Location: stefie10's Home Page / Technical / Python Machine Learning Packages

This is a brief overview of Python machine learning toolkits, as of June 7, 2008. I was looking for something like Weka for Python. I settled on Orange, as it seemed to have the largest feature set, and was the only one with a gui. I’ve used it for about a week and it seems pretty nice, although I haven’t tried out the gui yet.

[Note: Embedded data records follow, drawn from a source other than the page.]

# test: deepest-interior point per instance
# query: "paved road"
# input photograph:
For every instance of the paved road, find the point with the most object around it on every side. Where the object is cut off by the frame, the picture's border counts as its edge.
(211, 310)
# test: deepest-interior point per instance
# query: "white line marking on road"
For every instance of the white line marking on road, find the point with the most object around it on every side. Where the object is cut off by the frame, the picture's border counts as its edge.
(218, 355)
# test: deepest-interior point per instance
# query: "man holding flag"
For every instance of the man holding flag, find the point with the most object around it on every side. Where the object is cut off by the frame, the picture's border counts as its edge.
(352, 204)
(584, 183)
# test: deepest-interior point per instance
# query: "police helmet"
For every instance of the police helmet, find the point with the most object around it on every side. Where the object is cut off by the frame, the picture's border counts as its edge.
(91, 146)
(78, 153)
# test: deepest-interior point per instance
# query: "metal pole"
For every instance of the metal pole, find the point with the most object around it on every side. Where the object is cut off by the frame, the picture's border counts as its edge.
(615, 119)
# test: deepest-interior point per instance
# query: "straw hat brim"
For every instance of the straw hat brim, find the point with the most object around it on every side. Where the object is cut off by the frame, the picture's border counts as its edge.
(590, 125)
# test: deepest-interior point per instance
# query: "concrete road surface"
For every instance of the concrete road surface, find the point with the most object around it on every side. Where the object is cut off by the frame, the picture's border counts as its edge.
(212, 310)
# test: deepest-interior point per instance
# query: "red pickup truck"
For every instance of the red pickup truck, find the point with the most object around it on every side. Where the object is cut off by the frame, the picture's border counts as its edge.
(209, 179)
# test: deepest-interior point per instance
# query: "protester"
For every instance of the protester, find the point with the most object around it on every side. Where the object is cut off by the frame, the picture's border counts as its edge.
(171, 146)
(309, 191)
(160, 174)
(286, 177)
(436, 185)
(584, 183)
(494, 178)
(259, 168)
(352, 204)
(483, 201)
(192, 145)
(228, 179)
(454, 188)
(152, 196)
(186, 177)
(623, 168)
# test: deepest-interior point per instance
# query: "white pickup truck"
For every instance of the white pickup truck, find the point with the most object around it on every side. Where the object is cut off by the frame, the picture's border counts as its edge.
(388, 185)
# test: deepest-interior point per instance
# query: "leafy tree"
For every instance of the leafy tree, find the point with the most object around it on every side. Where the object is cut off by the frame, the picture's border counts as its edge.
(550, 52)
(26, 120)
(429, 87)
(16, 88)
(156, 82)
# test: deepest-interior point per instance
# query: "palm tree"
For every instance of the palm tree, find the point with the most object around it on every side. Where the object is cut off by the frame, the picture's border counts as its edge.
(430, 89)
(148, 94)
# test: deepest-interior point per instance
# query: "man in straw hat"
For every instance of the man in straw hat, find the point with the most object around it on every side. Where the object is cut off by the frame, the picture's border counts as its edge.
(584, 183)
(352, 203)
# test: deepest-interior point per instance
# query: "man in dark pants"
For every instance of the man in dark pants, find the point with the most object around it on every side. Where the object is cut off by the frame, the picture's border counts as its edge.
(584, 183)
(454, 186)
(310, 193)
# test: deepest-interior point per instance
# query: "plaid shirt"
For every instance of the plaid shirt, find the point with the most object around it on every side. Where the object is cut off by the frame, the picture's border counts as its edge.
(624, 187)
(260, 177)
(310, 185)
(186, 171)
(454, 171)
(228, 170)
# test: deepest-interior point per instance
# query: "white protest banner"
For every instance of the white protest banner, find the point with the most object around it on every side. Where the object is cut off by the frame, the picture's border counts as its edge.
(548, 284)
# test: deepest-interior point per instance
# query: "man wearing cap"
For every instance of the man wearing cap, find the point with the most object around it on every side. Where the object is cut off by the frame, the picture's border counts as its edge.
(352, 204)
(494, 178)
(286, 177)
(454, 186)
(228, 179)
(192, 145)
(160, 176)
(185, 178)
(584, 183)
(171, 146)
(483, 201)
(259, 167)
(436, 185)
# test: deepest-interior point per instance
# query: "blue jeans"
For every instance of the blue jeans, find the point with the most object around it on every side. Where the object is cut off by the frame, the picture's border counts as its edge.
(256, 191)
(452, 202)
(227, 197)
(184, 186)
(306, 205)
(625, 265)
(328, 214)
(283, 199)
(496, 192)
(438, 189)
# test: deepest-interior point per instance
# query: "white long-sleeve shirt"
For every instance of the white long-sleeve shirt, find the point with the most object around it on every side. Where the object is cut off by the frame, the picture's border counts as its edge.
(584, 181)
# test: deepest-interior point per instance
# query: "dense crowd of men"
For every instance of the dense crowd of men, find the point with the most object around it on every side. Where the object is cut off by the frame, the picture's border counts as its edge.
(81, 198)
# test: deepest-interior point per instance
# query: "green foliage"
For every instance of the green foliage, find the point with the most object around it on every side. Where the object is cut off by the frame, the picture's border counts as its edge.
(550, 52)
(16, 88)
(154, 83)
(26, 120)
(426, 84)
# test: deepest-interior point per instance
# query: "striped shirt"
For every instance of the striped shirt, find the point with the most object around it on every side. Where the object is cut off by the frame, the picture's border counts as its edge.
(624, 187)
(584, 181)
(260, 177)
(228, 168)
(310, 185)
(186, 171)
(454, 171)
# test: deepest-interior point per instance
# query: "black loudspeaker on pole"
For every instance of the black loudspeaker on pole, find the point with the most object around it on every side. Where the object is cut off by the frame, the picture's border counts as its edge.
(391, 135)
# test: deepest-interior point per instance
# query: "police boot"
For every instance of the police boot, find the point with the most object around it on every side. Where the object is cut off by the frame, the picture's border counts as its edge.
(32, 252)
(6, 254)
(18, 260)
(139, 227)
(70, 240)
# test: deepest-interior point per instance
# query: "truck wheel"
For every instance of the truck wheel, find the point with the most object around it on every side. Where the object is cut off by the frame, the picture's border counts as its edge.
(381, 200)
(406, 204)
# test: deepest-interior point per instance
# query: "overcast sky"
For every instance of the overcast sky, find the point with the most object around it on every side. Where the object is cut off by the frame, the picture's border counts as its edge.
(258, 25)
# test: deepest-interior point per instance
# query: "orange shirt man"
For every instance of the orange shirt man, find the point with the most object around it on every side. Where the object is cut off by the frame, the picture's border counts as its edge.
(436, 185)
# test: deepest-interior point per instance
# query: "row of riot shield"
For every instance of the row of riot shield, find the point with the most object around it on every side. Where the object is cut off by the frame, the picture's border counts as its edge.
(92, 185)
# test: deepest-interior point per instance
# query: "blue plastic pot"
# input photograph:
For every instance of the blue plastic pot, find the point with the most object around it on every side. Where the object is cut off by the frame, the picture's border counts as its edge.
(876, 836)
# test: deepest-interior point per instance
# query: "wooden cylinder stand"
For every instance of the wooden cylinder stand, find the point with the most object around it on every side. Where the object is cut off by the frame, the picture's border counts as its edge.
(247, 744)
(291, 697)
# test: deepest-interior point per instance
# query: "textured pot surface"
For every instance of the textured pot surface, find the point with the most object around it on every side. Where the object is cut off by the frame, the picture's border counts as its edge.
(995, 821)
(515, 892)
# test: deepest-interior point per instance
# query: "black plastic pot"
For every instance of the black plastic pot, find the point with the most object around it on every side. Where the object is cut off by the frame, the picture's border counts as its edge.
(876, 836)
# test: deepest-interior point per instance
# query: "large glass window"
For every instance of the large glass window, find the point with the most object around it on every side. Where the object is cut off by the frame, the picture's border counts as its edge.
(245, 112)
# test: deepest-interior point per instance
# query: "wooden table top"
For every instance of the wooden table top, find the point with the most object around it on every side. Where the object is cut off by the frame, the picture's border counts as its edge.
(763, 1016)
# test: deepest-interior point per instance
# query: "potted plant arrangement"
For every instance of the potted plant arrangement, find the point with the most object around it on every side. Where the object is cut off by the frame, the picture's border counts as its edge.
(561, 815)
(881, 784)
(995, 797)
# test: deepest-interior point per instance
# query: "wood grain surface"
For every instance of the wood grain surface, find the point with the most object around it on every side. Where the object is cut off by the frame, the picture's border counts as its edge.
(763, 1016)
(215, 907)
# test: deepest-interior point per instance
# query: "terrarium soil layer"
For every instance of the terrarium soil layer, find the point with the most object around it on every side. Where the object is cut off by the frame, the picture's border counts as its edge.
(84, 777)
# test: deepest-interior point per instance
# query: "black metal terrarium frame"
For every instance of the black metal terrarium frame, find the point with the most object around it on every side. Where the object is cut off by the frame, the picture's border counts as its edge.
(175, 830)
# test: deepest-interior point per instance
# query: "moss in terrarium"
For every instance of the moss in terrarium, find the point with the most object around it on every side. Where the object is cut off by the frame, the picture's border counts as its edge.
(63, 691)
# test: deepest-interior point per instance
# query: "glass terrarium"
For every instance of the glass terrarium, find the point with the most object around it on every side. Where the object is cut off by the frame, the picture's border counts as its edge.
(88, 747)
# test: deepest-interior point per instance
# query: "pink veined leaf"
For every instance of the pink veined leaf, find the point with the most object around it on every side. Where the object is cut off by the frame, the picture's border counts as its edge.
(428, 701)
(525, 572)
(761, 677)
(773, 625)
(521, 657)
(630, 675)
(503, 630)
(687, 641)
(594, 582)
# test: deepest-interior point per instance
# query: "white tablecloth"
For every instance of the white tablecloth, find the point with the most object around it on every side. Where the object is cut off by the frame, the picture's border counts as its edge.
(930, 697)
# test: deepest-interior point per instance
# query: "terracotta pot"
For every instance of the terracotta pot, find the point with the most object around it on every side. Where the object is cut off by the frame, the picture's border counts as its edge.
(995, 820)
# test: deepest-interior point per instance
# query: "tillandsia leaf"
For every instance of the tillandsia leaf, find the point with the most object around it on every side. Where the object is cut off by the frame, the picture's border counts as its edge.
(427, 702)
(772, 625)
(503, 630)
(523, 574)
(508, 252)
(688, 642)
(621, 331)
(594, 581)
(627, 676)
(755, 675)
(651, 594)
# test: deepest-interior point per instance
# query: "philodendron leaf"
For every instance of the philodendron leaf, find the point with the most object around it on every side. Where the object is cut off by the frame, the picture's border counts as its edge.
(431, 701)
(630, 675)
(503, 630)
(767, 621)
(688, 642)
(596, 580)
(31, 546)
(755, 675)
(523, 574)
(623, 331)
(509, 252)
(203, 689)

Package Last release # of classifiers Clustering? Cross-validation? Gui? Native to python? Sparse data sets? Integrates with Matplotlib? Notes
Orange 05/2008 10+ (rules, svm, clustering, trees) Has clustering Has cross-validation Has gui Wraps C++, but designed for Python Has sparse data sets Does not integrate with matplotlib
PyML 05/2008 3 classifiers No clustering Has cross-validation No gui Native Has sparse data sets Integrates with Matplotlib
Shogun 05/2008 5 classifiers (with SVM craziness) No clustering Has cross-validation No gui Wraps C++ Has sparse data sets Integrates with Matplotlib Long page of citations. Interfaces to R, Octave, Matlab as well as python.
MDP 05/2008 10+ nodes, some of which are classifiers no clustering No cross validation No gui Native No sparse data sets No matplotlib More complicated than just a classifier suite. Users construct networks of operations, each node of which is a classifier or something else.